Upon completion of this chapter, you should understand the following:
the dimension of sources of data with respect to the overall goals of understanding data systems,
the basic characteristics of each of the data sources of:
local files,
local and remote relational database systems,
web servers, and
provider APIs.
the idea of the forms of data being realized by specific formats, and those formats being the means of providing data from the various sources.
The purpose of this chapter is to introduce Part III of the textbook by giving an overview of the data system sources . We begin by reviewing the architecture originally described in Chap. 1, which characterizes the client application and the set of data system sources through which the application may obtain data. This review and the relationship between the sources and the data forms and formats are explored in Sect. 18.1. The remainder of the chapter discusses each of the data system source types.
18.1 Architecture
Format : The translation from a logical structure into a sequence of characters (or bytes) that allows interpretation/parsing, so that one endpoint, the provider, can translate a structure from a data model into a format for receipt and appropriate interpretation back into its structure by a client.
Encoding : The translation from a sequence of characters (provided by the format) into the bytes that represent those characters. Bytes are the unit of information storage used within files and carried by network messages.
Carrier : For local files, this is the operating system, which stores the data as named files on a physical storage medium. For providers over the network, the carrier is the network protocol used by both ends of the network communication. This could be a specialized protocol, like that used by MySQL or Postgres, or could be a general network protocol, like the HyperText Transfer Protocol (HTTP) used in Internet communication.

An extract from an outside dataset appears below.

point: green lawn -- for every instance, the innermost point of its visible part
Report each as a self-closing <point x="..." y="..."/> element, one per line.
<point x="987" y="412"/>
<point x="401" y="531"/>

We can broadly partition providers into those whose data is provided locally and those whose data is provided over a network. Through the coverage of the data models, we have already seen the data sources of local files and relational database systems, both local and remote. We include them in this overview for completeness, but most of the emphasis in Part III of the book is on data sources over the network, and, in particular, data sources of web servers and API services.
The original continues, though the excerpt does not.